The ARB improves over the 4 pinion also. ARB > OEM 4pinion > OEM 2pinion and I think the gap between OEM 4 and 2 is a little closer than comes across on the forum. I believe as more newer ones get banged on you will continue to see 4 pinions fail closer to the rate of 2 pinions (which is still low in the big picture). Only time will tell, but for the sake of guys with the newer ones I hope I am incorrect.
^^^I think tabraha right about this. The last 3 we've seen on here have all been of the 4 pinion variety. The 2-pinion/4pinion refers to the spider gears.
Here comes some off the cuff knowledge that I've gained from really learning how differentials work...... The pinion gear is tapered and grooved so the teeth on it are spiraled. That means that as it spins in the teeth of the ring gear, it's actually trying to "pull" away from it. That's natural, and can be set up tighter to allow more room to pull away and still be engaged. The carrier, or center section (what the ring gear bolts to) on our trucks is the actual weak link here. As the pinion gear is trying to pull away from the ring gear under load, the carrier flexes. We're talking thousands of an inch.
Over time, parts start to wear. The sludge that you clear off your differential drain plug is coming from the wear of everything. What started out as 5/1000s now may be 9/1000s. When we put that system under load from climbing, spinning, bouncing and suddenly that wheel gets traction and grabs, the shock load is going through the entire system. The carrier flexes or deflects just a hair and causes the pinion gear to pull away too far from the ring gear. The teeth bind and shear off. As more of our trucks see the milage and wear and tear of use, this scenario will be more prevalent.

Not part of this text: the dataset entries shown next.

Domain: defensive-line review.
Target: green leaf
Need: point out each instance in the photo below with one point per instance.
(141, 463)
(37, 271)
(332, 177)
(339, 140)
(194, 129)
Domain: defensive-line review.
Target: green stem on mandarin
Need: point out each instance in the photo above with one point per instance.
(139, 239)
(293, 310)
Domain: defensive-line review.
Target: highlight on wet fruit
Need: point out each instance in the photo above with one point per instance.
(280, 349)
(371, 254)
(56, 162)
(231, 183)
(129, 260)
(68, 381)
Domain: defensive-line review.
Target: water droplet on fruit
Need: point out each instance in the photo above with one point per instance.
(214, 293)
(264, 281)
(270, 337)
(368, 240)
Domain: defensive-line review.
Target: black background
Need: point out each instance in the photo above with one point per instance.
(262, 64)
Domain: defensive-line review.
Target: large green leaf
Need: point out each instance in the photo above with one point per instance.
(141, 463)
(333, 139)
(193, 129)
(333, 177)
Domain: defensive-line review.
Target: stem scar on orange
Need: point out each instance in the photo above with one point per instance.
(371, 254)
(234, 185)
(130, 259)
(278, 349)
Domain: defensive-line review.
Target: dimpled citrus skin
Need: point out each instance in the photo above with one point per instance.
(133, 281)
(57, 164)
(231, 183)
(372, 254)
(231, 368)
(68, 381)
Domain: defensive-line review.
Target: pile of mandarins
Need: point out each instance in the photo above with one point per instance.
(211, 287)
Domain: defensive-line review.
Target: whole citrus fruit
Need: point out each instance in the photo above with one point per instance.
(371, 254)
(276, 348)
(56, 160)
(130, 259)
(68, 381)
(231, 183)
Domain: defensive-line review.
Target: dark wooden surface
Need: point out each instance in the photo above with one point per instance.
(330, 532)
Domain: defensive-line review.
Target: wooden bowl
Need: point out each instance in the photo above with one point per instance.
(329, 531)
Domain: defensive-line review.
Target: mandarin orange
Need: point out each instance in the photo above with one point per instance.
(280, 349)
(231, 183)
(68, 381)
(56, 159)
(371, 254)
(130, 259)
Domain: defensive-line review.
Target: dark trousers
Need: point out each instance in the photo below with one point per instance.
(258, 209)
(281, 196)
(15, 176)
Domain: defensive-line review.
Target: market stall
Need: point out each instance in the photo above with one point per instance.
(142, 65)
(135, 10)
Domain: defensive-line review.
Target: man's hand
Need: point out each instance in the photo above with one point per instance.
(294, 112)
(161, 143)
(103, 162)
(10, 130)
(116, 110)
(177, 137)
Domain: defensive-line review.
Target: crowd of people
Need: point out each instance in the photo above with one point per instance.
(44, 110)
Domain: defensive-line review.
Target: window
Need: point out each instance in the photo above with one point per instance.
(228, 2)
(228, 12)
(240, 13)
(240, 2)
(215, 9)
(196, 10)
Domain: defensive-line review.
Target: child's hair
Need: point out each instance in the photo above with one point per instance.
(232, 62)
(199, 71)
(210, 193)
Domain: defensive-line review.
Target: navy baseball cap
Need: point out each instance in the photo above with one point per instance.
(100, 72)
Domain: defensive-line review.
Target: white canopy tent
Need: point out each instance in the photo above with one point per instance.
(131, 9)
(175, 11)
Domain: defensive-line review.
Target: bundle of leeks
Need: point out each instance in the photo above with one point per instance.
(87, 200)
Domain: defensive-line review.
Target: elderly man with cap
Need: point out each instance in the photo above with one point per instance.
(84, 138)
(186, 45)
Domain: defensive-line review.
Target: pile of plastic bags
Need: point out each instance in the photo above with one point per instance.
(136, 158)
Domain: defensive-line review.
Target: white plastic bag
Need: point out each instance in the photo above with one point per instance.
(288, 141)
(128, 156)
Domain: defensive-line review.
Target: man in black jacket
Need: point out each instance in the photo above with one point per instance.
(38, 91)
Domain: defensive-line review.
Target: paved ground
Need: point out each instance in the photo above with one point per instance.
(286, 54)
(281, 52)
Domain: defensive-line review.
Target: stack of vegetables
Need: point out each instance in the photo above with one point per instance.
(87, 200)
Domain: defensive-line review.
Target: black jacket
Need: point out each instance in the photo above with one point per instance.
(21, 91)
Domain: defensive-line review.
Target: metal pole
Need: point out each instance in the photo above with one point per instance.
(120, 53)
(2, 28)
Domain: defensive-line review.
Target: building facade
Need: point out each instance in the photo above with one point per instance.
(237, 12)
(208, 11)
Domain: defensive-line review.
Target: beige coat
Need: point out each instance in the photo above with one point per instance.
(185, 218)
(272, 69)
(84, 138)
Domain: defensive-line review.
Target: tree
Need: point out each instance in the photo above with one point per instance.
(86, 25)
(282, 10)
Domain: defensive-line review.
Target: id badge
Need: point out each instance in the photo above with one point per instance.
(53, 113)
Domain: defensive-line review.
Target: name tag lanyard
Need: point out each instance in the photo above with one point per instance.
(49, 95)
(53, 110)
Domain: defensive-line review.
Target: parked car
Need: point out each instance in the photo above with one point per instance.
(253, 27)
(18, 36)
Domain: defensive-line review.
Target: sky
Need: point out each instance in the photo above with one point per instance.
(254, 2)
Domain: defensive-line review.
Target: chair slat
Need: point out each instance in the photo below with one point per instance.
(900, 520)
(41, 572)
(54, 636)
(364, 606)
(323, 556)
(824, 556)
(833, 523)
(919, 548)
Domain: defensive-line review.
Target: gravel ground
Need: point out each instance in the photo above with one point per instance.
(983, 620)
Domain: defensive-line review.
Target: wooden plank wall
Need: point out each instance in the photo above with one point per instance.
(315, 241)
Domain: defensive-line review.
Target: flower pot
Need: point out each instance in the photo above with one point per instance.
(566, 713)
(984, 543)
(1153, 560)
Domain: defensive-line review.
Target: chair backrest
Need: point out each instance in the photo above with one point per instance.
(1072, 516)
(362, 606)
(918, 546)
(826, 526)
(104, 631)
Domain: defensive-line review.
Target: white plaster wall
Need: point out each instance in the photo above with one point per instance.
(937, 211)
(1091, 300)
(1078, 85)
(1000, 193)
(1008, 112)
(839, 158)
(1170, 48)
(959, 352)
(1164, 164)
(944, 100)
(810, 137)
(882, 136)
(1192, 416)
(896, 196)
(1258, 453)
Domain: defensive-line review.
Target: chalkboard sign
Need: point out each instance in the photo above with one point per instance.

The carrier (what the ring gear bolts to) of a TJM or ARB locker is more ridged and will not flex, or won't flex nearly as much, allowing the pinion gear to try and pull away from the ring gear, but still stay within tolerances. That, coupled with gears that are set up correctly means something else will become the weak link when the entire system comes under load. That's a good thing. Replacing a U joint or cv is easier/cheaper than replacing gears.
If I'm wrong here, someone will correct me. I'm looking forward to getting this thing disassembled to get a good look at the center section. I'd like to see if I can tell that it flexed. Do they crack/split? There would be no way to ever know that that's what caused the failure unless we saw that, correct?
I never paid too much attention to all the threads about this. I always felt it wouldn't happen to me. I don't know where I fall in the scope of mild to wild use for the 100 Series crowd. I go out often, that's all I can say. I've done runs with jonharis and bluecruiser who are fully locked and I was not. Whether I broke because of something I did wrong or it was just my time, I'll never know. I wasn't on a dirt road, I was on a pretty difficult section of a moderate trail. Others have broken on lesser obstacles on mild trails. If you're reading this and you haven't broken yours yet, it's just a matter of time as your vehicle ages and parts wear. Spressomon is 100% correct when he says this should be your first mod. Or if its not, then just keep a jar of money on your dresser and every time you go out, put a few dollars in there for when this happens.